Invité surprise de la compétition officielle, l’ukrainien Sergei Loznitsa signe son premier long-métrage de fiction après s’être taillé depuis quelques années une solide réputation de documentariste. Mon Bonheur renvoie moins au documentaire qu’à un style typique des cinématographies d’Europe de l’est, avec une mise en scène lourde et rigoureuse - mais ample - et un rythme étiré en longueur. Le film est long (2h07) mais sa durée est justifiée. On devine la volonté du cinéaste d’imprimer sur la pellicule sa photographie d’une Ukraine contemporaine toute bosselée, engagée dans une routine de corruption et de violence.
Loznitsa s’attarde beaucoup sur les visages des personnages, jusqu’à faire penser l’espace d’un instant à Bela Tarr, l’éminent cinéaste hongrois si prompt à interroger sans en avoir vraiment l’air la place de l’homme, sa condition sociale et morale, dans son pays. La démarche de Loznitsa est différente, moins spectaculaire d’un point de vue esthétique, bien que formellement le film est quand même ambitieux et fascinant (avec une photo signée Oleg Mutu, chef op’ de Cristian Mungiu sur 4 mois, 3 semaines et 2 jours, Palme d’Or 2007) , et avec une dimension philosophique moindre. Loznitsa emprunte des chemins détournés, quitte à perdre parfois le fil d’une narration que l’on considère à priori comme basique.
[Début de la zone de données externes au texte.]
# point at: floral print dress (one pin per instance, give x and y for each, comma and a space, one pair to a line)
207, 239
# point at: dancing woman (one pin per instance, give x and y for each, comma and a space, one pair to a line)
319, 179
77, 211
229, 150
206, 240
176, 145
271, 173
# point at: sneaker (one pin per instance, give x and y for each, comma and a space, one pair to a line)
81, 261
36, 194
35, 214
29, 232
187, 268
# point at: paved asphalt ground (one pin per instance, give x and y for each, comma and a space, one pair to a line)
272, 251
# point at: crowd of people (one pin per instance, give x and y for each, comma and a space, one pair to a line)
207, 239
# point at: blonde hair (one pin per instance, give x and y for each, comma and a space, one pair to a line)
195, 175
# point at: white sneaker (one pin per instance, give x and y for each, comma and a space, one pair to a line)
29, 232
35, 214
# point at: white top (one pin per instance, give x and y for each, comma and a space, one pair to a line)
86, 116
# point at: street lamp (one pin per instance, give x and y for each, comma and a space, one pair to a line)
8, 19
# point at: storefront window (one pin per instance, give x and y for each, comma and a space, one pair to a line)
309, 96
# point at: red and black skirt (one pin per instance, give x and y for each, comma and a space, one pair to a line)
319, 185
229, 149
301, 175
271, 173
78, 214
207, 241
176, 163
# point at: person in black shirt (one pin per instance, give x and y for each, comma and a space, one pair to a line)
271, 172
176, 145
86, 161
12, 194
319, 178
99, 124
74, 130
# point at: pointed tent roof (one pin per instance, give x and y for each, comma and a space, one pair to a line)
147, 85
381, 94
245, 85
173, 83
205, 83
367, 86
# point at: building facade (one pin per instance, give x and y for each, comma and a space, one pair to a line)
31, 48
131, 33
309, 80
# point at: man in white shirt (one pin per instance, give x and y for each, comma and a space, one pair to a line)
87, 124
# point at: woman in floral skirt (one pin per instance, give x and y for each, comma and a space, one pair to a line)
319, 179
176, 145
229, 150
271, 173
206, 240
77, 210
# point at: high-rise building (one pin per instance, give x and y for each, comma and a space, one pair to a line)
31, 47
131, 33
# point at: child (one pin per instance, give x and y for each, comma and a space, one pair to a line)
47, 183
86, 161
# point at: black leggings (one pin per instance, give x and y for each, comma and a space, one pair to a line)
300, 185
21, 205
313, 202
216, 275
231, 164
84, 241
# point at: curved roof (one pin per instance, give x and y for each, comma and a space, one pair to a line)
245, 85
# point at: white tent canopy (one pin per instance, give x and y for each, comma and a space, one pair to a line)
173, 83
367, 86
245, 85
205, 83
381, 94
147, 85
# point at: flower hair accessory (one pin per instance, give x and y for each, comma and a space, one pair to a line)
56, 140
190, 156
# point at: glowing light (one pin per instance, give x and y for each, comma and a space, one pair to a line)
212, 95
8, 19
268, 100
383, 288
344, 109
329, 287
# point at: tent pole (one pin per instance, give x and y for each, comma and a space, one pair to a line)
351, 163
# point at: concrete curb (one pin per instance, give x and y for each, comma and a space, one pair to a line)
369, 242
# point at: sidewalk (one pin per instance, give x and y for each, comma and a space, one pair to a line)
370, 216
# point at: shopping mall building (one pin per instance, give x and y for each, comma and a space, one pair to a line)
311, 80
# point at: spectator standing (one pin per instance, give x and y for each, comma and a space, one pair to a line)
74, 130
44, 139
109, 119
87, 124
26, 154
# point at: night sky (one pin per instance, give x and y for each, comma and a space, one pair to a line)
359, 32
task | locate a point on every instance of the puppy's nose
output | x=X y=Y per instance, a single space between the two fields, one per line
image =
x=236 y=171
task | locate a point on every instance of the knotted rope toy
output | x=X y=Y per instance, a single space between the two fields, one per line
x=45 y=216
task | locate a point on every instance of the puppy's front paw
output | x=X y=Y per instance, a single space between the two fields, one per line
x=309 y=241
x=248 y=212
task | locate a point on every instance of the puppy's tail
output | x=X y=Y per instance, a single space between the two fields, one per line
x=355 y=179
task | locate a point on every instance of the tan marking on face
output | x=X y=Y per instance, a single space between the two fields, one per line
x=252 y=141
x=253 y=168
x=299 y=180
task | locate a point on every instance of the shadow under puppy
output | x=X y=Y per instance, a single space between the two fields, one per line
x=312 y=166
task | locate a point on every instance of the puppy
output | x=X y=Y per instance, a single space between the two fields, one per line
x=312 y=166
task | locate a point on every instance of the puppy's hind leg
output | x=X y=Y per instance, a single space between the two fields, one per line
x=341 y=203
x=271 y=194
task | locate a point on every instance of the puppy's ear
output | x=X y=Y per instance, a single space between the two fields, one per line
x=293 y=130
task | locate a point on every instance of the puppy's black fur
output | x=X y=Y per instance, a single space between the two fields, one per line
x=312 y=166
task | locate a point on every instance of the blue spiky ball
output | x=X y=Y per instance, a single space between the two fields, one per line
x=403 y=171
Le cinéaste déroule en fait une histoire très décousue, avec des personnages qui apparaissent et disparaissent sans que l’on établisse une véritable logique. Tous croisent le chemin de Georgy, un jeune chauffeur routier à la vie simple et recroquevillée mais dont le regard un peu naïf s’accommode du notre. On découvre un peu perplexe, avec lui, une société chaotique et dangereuse, jusque dans ses campagnes loin de la ville. Le désordre du film parait en fait très maîtrisé et aboutit à un constat sombre et désespéré, évidemment à l’inverse du cynique titre. La seule allusion au bonheur dans le film est liée à l’image de doigts dans le cul, comme si les Ukrainiens, dès lors qu’ils agissent et se débattent, étaient condamnés à leur autodestruction. Ce n’est pas tout à fait le propos du métrage, mais il en découle cet sorte de constat d’échec.